Iceland Leaves Warning At Funeral Site For First Glacier Lost To Climate Change

A number of Icelandic officials, including Iceland's Prime Minister and additional leaders, hiked to the former site of the Okjökull glacier on Sunday to mourn the loss of the glacier due to climate change.

Though Okjökull was declared 'dead' in 2014, the body of ice has now completely melted—Iceland's first entire glacier to ever disappear completely.

A funeral of sorts was held for the massive structure, as what was once more than fifteen square miles long has now become a puddle of water.

Though the name would suggest otherwise, only a fraction of Iceland is covered in ice.

Instagram | @dustinhalloran

However, that is a large number in terms of land square footage. Iceland is roughly 40,000 square miles large, with 10-11% of that being glacier coverage.

July saw neighbor Greenland lose billions of tons of ice to global warming, and in the next 200 or so years, all of Iceland's glaciers are expected to be gone.

Think about that for a second. Iceland is expected to lose more than 10% of its entire country due to climate change.

The glacier being mourned is Okjökull, located in west-central Iceland.

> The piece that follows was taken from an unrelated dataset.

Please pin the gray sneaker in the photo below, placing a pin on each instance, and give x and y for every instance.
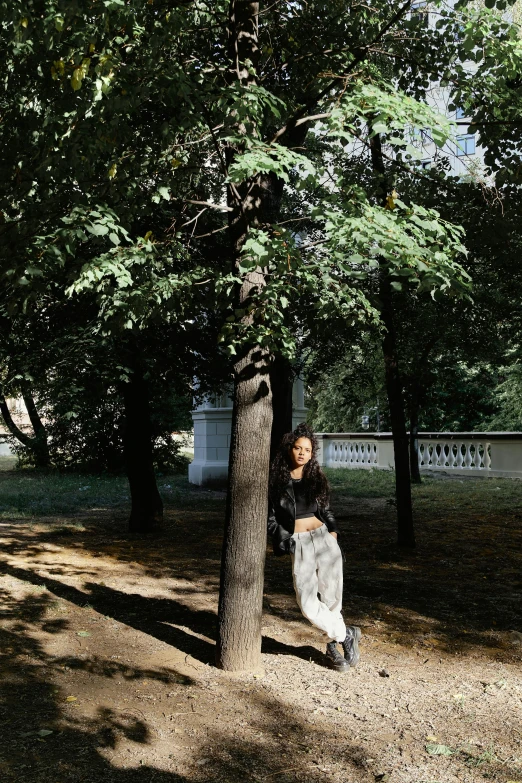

This image was taken via satellite by NASA on September 14th 1986, to show the scale of the glacier along with its crater.

This is an image taken of Okjökull on August 1st, 2019.


As you can see, the glacier is completely melted away.

"The symbolic death of a glacier is a warning to us, and we need action," explained former Irish president Mary Robinson to the Associated Press.

"We see the consequences of the climate crisis. We have no time to lose."


At the end of the memorial service, a plaque titled "A Letter to the Future" was placed at the former site of the glacier.

"Ok is the first Icelandic glacier to lose its status as a glacier," the plaque reads. "In the next 200 years, all our glaciers are expected to follow the same path."

"This monument is to acknowledge that we know what is happening and know what needs to be done. Only you know if we did it."


The implications of this memorial are not only heartbreaking, but absolutely terrifying.

17-year-old Gunnhildur Hallgrimsdottir explained to Associated Press that he fears for generations not too far in the future:

"I know my grandchildren will ask me how this day was," he stated. "And why I didn’t do enough."

Icelandic Prime Minister Katrín Jakobsdóttir says that fighting climate change needs to be made a priority.

Instagram | @alliceland

According to Jakobsdóttir, enviromental issues such as climate change will be a heavily discussed topic when Nordic leaders and German Chancellor Angela Merkel meet in Reykjavik this Tuesday.